Und was studiert jemand, der nach Deutschland gekommen ist, um hier neu anzufangen? Viele angehende Mediziner oder Ingenieure, aber auch Jura-Studenten seien unter den Stipendiaten, so Winter, und: „Im Grunde kennen wir das von anderen Studierenden, die die ersten Akademiker in ihren Familien sind: Bei der Berufswahl wird stark auf Arbeitsmarktaussichten, Sicherheit und ein gewisses Prestige gesetzt.“
Bei den Auswahlgesprächen beeindruckten die BAB-Koordinatorin vor allem die „jetzt schon richtig guten Deutschkenntnisse“ und das ehrenamtliche Engagement nach so kurzer Zeit in Deutschland: „Viele haben schon in ihren Erstaufnahmeeinrichtungen gedolmetscht oder andere bei Behördengängen begleitet“, berichtet Winter, „was häufig dazu führte, dass sie dabei eine Stelle kennenlernten, etwa in der Flüchtlingshilfe von kirchlichen oder freien Trägern.“
Im Rahmen der Böckler-Aktion Bildung wird – wie bei anderen Begabtenförderprogrammen auch – auf Leistung ebenso geschaut wie auf zivilgesellschaftliches Engagement. Allerdings nimmt das Programm, das die Chancengerechtigkeit beim Hochschulzugang zum Ziel hat, stärker als andere die Gesamtbiografie der Bewerber in den Blick. „Und Flucht“, sagt Winter, „ist ein Faktor, der das Leben immens beeinflusst.“
Eine weitere Zugangsvoraussetzung ist die Berechtigung für den BAföG-Höchstsatz; bei Flüchtlingen tritt der BAföG-Anspruch im Regelfall nach 15 Monaten in Kraft. Auch ein Aufenthaltstitel ist Pflicht; die Bewerbung mit einer – zeitlich befristeten – Duldung ist möglich. Wer sich für das BAB bewirbt, darf zudem noch nicht mit dem Studium begonnen haben. Bei Flüchtlingen werden dabei allerdings Ausnahmen gemacht.
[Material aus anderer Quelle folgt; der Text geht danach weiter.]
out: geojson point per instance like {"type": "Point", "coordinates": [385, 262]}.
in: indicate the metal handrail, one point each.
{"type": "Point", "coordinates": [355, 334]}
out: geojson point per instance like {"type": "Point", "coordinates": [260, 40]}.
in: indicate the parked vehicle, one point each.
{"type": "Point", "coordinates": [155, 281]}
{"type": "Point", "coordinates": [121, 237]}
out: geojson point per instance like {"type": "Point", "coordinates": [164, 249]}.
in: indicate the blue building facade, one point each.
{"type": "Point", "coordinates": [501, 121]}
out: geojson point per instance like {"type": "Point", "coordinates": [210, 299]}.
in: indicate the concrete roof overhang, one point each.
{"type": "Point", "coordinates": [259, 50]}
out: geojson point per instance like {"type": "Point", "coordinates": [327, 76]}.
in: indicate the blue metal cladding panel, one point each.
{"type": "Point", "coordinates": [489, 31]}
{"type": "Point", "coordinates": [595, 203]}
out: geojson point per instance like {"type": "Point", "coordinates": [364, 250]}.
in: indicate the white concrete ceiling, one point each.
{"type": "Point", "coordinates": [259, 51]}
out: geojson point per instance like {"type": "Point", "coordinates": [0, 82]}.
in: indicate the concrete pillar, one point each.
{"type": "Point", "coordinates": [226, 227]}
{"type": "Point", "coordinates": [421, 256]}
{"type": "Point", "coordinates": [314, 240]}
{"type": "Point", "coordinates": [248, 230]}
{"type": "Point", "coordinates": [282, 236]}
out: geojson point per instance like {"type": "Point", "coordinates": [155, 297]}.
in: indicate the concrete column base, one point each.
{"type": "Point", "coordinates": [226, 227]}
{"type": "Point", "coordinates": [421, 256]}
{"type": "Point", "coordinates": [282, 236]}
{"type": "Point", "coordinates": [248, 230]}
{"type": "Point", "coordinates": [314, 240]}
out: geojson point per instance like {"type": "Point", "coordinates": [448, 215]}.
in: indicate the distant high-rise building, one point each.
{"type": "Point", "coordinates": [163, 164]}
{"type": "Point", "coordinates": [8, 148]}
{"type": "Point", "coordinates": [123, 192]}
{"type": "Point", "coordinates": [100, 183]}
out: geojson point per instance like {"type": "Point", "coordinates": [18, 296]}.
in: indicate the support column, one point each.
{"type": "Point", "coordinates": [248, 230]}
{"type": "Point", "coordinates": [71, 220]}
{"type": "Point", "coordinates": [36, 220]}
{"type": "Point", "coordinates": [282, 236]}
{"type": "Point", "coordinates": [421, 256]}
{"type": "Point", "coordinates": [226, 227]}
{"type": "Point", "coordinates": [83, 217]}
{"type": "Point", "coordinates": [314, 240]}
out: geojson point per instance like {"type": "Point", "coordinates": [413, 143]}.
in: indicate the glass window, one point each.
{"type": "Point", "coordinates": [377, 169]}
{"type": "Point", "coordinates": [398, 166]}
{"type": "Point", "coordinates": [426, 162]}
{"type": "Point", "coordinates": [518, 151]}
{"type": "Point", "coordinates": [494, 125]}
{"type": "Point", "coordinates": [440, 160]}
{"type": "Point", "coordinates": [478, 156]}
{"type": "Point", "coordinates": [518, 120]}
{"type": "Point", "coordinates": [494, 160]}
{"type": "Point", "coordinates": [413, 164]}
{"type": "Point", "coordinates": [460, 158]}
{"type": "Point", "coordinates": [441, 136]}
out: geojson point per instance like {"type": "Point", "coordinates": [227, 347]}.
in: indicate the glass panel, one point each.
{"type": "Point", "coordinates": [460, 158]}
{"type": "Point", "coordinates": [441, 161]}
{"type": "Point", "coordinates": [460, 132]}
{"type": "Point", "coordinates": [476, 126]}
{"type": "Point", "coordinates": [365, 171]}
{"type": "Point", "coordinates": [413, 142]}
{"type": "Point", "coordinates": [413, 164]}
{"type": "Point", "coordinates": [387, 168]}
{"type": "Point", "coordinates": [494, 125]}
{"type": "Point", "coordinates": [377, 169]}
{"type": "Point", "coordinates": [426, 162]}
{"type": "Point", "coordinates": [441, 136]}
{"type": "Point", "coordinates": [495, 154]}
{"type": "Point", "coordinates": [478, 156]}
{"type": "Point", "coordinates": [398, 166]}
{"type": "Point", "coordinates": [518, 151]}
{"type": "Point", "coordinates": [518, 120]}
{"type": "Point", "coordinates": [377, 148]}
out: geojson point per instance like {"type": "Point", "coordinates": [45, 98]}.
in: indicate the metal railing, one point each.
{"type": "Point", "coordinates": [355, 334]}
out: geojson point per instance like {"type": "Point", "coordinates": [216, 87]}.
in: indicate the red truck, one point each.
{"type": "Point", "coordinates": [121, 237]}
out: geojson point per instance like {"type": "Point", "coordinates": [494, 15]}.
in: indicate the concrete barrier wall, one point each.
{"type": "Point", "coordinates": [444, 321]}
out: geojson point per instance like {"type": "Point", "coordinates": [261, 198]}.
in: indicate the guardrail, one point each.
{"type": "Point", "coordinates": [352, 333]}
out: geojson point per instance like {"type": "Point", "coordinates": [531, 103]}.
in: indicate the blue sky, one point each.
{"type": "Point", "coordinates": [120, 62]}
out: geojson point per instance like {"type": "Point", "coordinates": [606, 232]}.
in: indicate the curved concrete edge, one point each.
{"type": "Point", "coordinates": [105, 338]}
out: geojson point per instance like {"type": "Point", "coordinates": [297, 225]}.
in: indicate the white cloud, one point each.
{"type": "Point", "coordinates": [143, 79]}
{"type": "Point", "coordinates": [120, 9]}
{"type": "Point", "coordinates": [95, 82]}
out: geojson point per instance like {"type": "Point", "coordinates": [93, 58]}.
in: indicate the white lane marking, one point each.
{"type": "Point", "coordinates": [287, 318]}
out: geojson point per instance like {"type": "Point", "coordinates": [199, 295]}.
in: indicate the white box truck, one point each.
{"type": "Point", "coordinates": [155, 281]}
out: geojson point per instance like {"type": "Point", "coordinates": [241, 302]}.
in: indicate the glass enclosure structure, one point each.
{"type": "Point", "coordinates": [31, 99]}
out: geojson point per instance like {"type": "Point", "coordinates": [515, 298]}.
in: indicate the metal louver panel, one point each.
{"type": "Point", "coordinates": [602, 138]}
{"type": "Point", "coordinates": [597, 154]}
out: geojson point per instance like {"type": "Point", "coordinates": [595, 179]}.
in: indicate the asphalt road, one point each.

Anders als einige andere Förderwerke hat die Hans-Böckler-Stiftung für Flüchtlinge kein „Extra-Programm“ aufgelegt, sondern integriert sie in die seit 2007 bestehende Böckler-Aktion Bildung. Seit Beginn an förderte das Programm, das bisher insgesamt 1300 Menschen auf ihrem Weg in das akademische Leben begleitet hat, auch Studierende mit Fluchthintergrund.
Bereits der erste BAB-Stipendiat überhaupt kam als minderjähriger Flüchtling aus Burkina Faso allein nach Deutschland. „Das Tolle an BAB ist, dass man viele Leute trifft, die in einer ähnlichen Lage sind. Das schweißt zusammen, und es ist eine echte Unterstützung“, erzählte der damals 29-jährige Elektroingenieur Soumaila Savadago dem Magazin Mitbestimmung.
Das passiert nun wieder: In der letzten Juni-Woche kamen alle BAB-Neustipendiaten – also nicht nur die geflüchteten – in Springe bei Hannover zusammen, bekamen Informationen über das Studium an sich, die Förderung der Böckler-Stiftung – und lernten sich in Workshops überhaupt erst einmal kennen. „Wir erleben hier ein ganz konstruktives Miteinander. Alle haben große Lust, zu schauen, wer die anderen sind und was sie erlebt haben – unabhängig davon, ob sie nun aus Dortmund oder Aleppo stammen“, erzählte Pascal Geißler, Referatsleiter in der Studienförderung.
Wie Gewerkschaften in Deutschland arbeiten, erfuhren die Neu-Stipendiaten dann auch gleich: Vertreter von DGB, GEW, IG BCE und IG Metall berichteten über Mitbestimmung an den Hochschulen stellten Möglichkeiten zur Mitarbeit vor. Dabei erlebten viele der jungen Menschen zum ersten Mal, was unabhängige Arbeit von Arbeitnehmervertretern ausmacht: In Syrien etwa gibt es keine freien Gewerkschaften.